I wanted to luxuriate in deep concern over how well the school soccer team would do, whether I should make chocolate chip or oatmeal cookies for a fundraiser. I wanted to get my hair cut, to binge watch a Netflix show, to cook a meal without having to stick to renal-friendly meal planning and writing down carbs and phosphates and sodium counts. I wanted to not worry about how my husband would get to dialysis if I couldn’t drive him on Thursday, how my son would get enough behind-the-wheel hours to pass his driver’s test. I wanted to file clever tweets, to shop for holiday gifts, to take the dogs on a long hike like I keep promising myself I will. I wanted normal. Just for a little while: our old normal.
And because of all that, I pushed out of my head the images of old people hunched over in wheelchairs lining the hallways like zombies. I convinced myself that the smell of overpowering disinfectant was just proof that the place was clean. I ignored the chipped paint, the screen doors that were off the runners, the nurses whose impatience was tangible. I looked past the aides who wouldn’t make eye contact, who referred to patients by their bed numbers and not their names. “12 B needs to be cleaned up, can you do it Wanda?” When the man parked in the wheelchair kept asking for water, I found a cup and gave him some. He called me Donna and told me I was pretty. I wanted to erase him.
I wanted this to work. Desperately.
It was a good plan, at least in theory. And I’m intentionally not naming the nursing home because, quite frankly, they are all the same to some degree.
It’s not an awful place. They haven’t killed my husband ― either from neglect or kindness. They mostly ignore him with a dash of sometimes forgetting to give him his medications with food.
I did come upon him last Saturday sitting in his room alone in a wheelchair facing the blank wall. He was slouched over and when I first approached I thought he might be dead. He had been parked facing the wall by the driver who deposited him there after returning from dialysis. I have no idea how long he was left like that but I told myself that it couldn’t have been more than a few minutes.
He was glad to see me. He asked if I could get the nurse to help him back in bed and close the door so he didn’t have to hear the screams coming from the hallway.
I did that. And I sat there for awhile, watching my husband drift off to sleep.

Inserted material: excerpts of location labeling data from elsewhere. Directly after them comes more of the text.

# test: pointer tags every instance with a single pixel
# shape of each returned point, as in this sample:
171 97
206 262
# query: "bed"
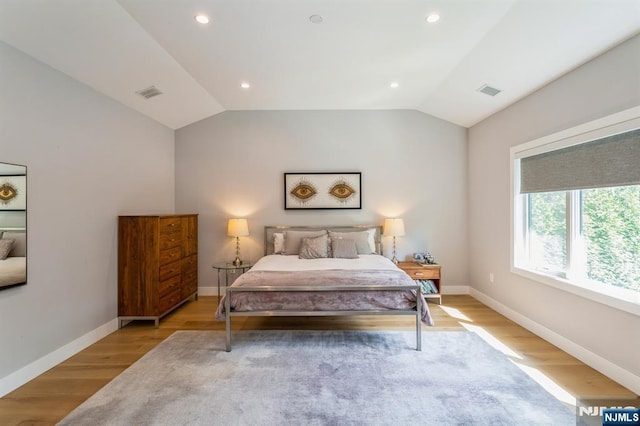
297 277
13 263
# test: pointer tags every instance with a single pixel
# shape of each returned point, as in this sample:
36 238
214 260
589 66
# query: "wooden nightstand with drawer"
430 274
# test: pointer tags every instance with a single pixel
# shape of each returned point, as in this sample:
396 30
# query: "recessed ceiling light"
433 18
201 19
488 90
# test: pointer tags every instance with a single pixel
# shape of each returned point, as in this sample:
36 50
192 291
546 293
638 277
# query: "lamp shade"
237 228
394 227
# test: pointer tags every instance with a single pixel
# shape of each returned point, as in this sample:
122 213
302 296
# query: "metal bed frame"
269 230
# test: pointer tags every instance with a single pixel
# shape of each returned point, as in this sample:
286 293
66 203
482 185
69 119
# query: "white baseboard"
39 366
209 291
604 366
455 289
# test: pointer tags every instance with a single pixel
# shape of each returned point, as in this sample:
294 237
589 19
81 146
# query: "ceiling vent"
149 92
488 90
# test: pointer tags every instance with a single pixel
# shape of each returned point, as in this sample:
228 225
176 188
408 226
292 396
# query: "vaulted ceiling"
316 54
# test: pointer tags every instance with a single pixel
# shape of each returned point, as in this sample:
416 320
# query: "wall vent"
149 92
488 90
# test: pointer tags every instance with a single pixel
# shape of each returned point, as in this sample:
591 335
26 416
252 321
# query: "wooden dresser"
157 265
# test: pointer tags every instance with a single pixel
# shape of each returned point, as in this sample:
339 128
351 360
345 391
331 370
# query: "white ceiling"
347 62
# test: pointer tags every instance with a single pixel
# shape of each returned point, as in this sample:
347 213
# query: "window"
576 210
604 244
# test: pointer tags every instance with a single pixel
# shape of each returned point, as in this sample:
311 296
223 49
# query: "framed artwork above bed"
322 191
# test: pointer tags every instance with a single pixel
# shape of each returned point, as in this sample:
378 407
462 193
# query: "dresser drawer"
190 264
171 239
169 270
169 285
170 255
170 224
189 288
423 273
190 276
170 300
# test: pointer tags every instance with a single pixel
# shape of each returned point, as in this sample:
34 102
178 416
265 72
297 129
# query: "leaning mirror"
13 225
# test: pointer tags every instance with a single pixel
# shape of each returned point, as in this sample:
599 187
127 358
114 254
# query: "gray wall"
89 159
413 166
606 85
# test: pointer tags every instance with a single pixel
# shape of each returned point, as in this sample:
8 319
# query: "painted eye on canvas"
7 192
303 191
342 191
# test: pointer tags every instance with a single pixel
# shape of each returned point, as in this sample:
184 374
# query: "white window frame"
620 298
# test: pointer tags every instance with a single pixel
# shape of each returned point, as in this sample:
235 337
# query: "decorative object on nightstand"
394 228
237 228
424 258
428 276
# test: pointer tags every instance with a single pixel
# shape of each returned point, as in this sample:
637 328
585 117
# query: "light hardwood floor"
51 396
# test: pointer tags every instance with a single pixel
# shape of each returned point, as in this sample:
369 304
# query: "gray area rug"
322 378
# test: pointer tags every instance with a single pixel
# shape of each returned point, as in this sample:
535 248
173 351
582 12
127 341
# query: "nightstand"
420 272
229 268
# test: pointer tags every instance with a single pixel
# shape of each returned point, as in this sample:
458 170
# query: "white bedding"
278 262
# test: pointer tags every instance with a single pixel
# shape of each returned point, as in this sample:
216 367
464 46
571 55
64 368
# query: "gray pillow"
363 239
344 248
293 239
314 248
5 248
20 243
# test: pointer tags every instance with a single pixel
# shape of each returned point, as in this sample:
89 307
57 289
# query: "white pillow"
365 240
278 242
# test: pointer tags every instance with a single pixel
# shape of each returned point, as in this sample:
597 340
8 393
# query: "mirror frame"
13 221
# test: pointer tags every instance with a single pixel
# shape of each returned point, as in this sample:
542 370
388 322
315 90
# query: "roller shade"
606 162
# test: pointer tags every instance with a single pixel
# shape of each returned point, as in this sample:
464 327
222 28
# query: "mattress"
292 272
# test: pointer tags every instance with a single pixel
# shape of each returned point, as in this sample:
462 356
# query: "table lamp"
394 228
237 228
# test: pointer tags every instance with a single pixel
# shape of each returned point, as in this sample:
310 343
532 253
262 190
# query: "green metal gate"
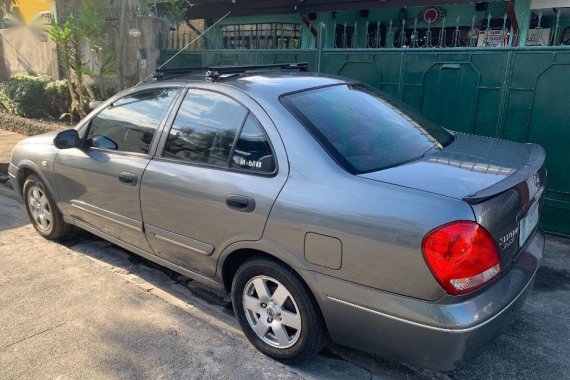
516 94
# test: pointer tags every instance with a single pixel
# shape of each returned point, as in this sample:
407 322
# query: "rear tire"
276 311
43 211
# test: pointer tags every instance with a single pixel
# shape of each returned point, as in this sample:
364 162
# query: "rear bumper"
438 335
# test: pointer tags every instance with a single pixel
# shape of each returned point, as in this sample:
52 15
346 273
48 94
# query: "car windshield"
365 130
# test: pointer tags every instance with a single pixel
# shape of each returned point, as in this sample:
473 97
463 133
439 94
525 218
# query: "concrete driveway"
87 309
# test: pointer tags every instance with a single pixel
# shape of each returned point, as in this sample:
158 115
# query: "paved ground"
87 309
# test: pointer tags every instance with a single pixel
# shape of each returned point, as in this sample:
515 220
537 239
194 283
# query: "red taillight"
462 256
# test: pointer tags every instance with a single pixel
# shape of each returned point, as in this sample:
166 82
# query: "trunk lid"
502 181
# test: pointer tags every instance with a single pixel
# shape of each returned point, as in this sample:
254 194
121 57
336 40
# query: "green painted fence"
519 94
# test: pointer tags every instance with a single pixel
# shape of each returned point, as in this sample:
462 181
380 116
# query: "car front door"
98 184
214 180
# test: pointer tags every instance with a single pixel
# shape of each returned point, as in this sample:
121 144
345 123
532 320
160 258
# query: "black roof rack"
213 73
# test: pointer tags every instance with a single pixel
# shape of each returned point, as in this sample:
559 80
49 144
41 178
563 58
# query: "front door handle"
240 203
128 178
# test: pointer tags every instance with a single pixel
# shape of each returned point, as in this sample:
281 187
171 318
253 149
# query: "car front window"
365 130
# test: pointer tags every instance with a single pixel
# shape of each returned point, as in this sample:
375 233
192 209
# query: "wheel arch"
232 259
27 168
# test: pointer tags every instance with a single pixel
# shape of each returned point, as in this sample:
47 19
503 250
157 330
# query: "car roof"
273 84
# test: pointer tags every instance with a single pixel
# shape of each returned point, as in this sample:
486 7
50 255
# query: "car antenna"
185 47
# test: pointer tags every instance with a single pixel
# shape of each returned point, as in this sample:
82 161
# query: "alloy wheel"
271 312
39 208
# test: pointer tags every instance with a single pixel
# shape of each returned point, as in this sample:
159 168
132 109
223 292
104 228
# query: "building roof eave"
217 8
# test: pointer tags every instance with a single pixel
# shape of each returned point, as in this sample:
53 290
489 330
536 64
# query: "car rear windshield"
365 130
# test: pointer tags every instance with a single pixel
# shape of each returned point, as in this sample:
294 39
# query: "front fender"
45 173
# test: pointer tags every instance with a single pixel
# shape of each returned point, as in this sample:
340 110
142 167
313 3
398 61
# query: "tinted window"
205 128
252 151
365 130
129 123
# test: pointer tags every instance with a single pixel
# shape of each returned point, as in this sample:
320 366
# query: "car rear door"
214 180
98 184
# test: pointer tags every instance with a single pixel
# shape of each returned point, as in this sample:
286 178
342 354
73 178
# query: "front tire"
276 312
43 211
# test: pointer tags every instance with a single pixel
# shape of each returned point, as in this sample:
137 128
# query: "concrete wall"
25 50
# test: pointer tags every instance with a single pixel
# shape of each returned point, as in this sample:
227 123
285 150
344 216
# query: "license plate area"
528 223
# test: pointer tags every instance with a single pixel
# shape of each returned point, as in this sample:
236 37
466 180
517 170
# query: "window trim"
159 156
86 124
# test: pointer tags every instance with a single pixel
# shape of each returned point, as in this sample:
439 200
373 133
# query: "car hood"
46 138
463 168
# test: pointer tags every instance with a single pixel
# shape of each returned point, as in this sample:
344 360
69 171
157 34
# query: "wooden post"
122 41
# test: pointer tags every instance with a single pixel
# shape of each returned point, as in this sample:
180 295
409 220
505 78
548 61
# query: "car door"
219 171
98 184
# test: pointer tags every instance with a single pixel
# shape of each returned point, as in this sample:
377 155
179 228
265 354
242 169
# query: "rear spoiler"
537 155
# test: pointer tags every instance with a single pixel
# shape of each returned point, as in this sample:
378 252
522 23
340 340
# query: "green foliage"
57 99
177 10
34 96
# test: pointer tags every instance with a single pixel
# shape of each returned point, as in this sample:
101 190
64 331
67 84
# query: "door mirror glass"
67 139
103 142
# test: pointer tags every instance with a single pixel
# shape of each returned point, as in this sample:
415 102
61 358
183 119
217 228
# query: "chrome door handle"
128 178
240 203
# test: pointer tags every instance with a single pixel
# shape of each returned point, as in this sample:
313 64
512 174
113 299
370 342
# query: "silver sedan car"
329 210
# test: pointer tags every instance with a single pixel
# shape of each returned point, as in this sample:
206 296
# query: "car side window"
204 129
129 124
253 151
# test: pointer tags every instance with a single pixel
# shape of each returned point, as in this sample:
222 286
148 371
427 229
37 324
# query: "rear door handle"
240 203
128 178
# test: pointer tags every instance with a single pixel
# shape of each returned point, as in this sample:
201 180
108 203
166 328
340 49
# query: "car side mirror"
67 139
94 104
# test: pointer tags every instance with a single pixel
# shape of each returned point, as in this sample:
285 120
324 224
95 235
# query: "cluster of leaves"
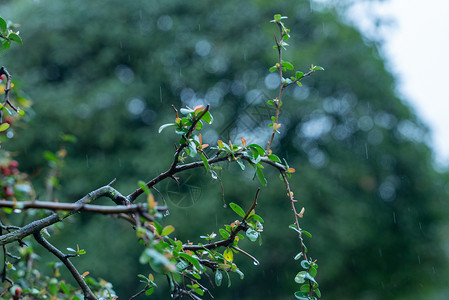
8 35
185 265
30 282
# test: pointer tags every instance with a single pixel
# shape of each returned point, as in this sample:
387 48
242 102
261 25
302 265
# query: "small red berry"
5 170
17 293
8 191
14 164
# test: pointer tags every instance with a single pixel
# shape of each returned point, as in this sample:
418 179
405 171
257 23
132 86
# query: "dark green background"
108 72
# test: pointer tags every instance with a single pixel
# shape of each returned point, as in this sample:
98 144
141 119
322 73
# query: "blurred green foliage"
107 73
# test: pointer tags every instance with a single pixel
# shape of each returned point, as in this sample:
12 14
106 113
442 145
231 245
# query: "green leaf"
186 111
299 74
302 296
5 45
149 291
16 38
3 25
144 187
4 126
306 233
256 217
191 260
165 126
260 176
237 209
240 273
223 233
252 234
64 288
293 226
287 65
241 164
218 277
205 162
158 227
274 158
300 277
207 118
305 264
305 288
167 230
258 148
228 255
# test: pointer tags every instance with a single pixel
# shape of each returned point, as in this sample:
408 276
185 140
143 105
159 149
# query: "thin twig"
256 262
88 294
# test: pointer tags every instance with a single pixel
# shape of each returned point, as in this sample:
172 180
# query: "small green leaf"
229 279
218 277
228 255
300 277
207 118
241 164
5 45
149 291
252 234
165 126
301 296
4 126
223 233
274 158
3 25
158 227
293 226
260 176
191 260
64 288
287 65
306 233
258 148
305 288
299 74
305 264
237 209
167 230
256 217
16 38
205 162
144 187
186 111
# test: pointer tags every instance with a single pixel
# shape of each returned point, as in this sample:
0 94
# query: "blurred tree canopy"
108 71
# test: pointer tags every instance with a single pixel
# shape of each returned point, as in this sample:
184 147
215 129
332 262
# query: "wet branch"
65 260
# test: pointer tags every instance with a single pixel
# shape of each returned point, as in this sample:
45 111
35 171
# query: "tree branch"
35 226
86 290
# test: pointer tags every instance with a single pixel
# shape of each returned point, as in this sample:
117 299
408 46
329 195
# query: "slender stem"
88 294
292 203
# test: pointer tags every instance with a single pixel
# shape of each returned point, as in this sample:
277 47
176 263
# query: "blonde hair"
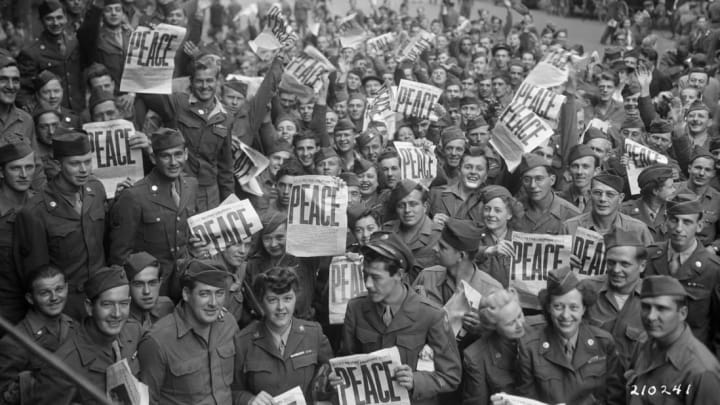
492 304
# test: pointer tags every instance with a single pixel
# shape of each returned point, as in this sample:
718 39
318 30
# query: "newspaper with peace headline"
226 225
368 378
317 216
150 59
112 158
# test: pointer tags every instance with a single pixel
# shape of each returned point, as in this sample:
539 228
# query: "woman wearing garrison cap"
569 361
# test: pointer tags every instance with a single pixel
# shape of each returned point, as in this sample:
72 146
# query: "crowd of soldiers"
98 280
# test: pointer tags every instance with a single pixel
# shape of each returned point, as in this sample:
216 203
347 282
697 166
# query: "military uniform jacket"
700 275
206 138
593 376
263 368
637 209
423 244
145 218
685 373
417 323
86 355
48 230
45 54
180 367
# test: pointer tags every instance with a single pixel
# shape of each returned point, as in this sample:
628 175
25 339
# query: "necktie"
175 194
674 264
387 315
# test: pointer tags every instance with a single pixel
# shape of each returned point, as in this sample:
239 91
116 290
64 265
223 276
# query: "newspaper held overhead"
535 255
309 66
416 163
639 157
225 225
150 59
368 378
112 159
317 216
346 282
415 99
589 247
294 396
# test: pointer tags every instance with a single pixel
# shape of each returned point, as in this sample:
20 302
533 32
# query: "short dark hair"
279 280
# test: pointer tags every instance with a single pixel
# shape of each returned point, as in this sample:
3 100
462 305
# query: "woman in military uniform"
280 351
569 361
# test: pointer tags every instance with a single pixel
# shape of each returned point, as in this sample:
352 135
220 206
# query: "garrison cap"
616 182
137 262
206 272
660 126
14 151
655 173
166 138
389 245
531 161
49 6
324 153
461 234
104 279
656 286
74 143
620 237
684 204
43 78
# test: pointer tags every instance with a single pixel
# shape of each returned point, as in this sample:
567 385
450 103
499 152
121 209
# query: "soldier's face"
169 162
661 316
110 310
279 308
566 312
9 84
145 288
378 281
204 302
55 22
18 174
49 295
623 268
76 169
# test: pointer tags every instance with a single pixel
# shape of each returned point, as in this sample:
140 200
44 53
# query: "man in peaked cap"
17 167
145 276
57 50
409 203
64 224
617 309
152 215
545 211
583 165
105 337
606 194
392 312
200 335
656 187
697 268
672 357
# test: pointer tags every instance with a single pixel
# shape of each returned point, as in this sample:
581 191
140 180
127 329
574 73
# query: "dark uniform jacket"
48 230
684 373
180 367
86 355
263 368
593 376
418 322
207 140
639 210
700 275
145 218
45 54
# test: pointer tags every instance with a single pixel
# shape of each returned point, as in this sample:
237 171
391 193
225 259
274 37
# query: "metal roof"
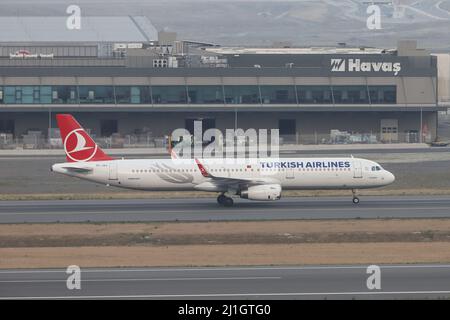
93 29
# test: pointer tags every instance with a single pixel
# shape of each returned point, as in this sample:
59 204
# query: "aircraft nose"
390 178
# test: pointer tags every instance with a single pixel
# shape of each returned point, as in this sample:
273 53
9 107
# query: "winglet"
202 169
172 153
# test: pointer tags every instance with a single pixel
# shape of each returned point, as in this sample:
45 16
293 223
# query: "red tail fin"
78 145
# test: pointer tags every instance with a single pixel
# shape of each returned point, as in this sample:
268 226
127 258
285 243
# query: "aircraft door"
357 169
113 170
290 174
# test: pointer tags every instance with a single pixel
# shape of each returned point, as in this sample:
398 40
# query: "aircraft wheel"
228 202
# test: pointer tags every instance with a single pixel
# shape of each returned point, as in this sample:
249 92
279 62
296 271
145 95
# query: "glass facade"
205 95
350 95
202 94
169 94
96 94
278 94
314 94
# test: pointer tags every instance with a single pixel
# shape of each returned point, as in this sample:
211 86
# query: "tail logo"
79 146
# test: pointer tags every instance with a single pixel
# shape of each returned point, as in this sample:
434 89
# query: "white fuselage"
179 174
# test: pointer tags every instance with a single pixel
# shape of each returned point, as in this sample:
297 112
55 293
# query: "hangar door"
357 169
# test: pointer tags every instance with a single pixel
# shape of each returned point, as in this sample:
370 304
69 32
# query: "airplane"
259 179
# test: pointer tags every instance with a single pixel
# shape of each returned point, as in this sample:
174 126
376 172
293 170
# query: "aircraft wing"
234 182
78 169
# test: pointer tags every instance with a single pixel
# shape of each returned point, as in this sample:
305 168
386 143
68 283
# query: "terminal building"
142 91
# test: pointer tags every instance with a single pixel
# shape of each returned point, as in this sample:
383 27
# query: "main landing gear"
225 201
355 198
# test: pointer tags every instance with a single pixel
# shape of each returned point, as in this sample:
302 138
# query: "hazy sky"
261 23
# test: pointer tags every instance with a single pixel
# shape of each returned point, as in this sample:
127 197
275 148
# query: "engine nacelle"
267 192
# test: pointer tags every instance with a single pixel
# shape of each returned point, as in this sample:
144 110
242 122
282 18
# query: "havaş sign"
355 65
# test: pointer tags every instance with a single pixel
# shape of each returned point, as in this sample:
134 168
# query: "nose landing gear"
225 201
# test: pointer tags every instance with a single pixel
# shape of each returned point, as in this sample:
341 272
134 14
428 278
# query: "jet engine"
267 192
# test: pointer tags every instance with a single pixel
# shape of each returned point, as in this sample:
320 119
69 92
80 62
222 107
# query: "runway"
315 282
208 210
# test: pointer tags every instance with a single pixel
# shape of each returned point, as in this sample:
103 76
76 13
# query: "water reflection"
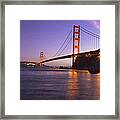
73 85
83 85
59 84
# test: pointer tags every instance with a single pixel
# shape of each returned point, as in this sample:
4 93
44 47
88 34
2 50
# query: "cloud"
96 23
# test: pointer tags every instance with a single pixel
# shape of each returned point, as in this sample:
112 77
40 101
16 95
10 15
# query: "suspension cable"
65 46
62 44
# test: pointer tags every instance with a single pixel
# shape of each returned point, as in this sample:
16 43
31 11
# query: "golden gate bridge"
89 59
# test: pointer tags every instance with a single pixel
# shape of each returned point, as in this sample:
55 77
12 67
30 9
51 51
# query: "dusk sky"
48 36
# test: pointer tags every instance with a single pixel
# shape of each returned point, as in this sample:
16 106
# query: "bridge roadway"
95 52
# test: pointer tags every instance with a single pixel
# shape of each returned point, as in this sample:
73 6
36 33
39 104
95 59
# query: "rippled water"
58 84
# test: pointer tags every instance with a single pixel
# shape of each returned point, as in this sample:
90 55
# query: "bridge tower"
76 42
41 58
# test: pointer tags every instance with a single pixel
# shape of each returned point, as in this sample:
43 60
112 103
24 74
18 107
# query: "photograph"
59 59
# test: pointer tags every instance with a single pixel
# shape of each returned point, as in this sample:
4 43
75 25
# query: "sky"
48 36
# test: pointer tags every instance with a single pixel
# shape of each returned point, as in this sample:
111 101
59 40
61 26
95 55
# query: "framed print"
59 59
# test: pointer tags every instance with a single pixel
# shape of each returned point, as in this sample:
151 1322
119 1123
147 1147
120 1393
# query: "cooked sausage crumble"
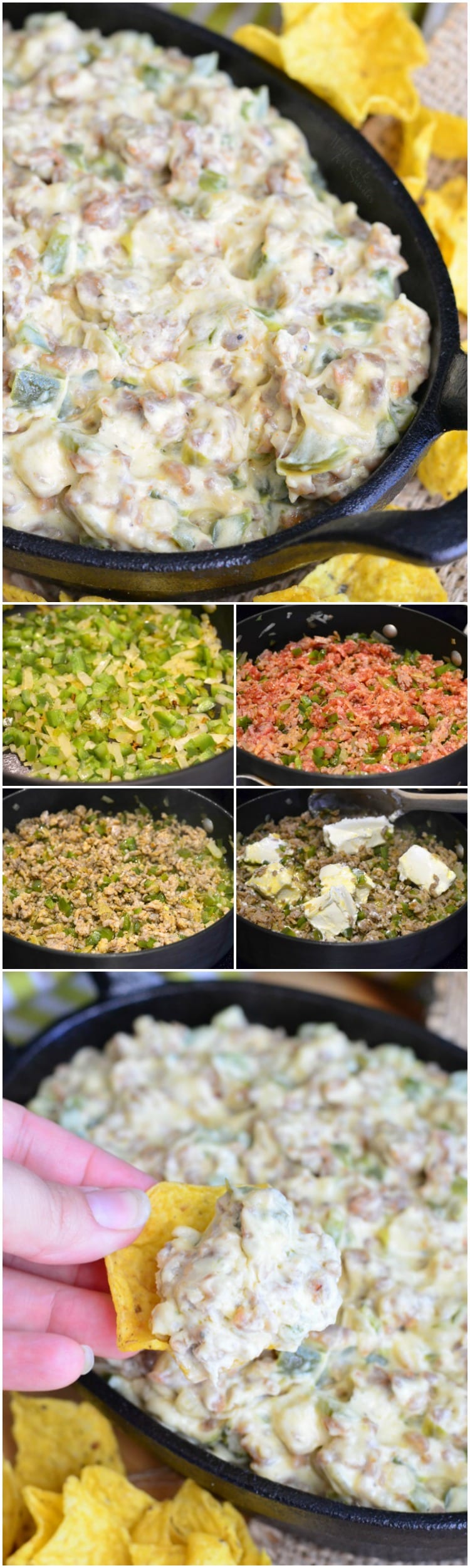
86 882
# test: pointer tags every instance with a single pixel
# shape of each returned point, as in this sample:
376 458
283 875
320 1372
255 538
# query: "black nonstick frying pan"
262 949
340 1528
274 628
217 770
355 173
202 951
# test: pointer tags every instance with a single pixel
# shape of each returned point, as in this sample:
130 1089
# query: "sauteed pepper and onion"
115 692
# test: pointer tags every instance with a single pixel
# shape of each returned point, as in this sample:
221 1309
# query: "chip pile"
66 1500
361 60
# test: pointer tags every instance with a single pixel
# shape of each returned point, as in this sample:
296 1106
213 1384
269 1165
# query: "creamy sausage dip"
368 1143
199 336
254 1280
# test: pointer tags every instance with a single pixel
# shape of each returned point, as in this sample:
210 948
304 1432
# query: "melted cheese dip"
199 333
253 1281
372 1147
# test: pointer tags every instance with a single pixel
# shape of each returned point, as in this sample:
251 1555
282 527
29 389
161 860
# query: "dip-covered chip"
132 1271
256 1280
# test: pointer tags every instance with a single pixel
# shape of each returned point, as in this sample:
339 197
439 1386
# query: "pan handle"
422 537
453 408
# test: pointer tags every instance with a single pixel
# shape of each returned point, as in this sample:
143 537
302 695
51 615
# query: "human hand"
66 1205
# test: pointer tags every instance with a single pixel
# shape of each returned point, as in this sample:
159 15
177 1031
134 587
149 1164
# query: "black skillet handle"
420 537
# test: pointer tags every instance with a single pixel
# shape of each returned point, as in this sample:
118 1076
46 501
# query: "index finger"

I told myself that everyone has bad days, even nursing homes. That sometimes, a snapshot of a moment isn’t a true picture of a situation. The problem is that a nursing home is, of course, only as good as its most disgruntled worker. In an industry with turnover rates that range upward of 100 percent a year ― every job is filled and vacated at least once ― this is what we get. Human dignity is the first thing to go in the battle over the bottom line.
I stared at my husband’s chest, watching him breathe and grateful that he still could. And then I went home and hired an in-home caregiver that I really can’t afford. Because I realized that I can’t afford not to.”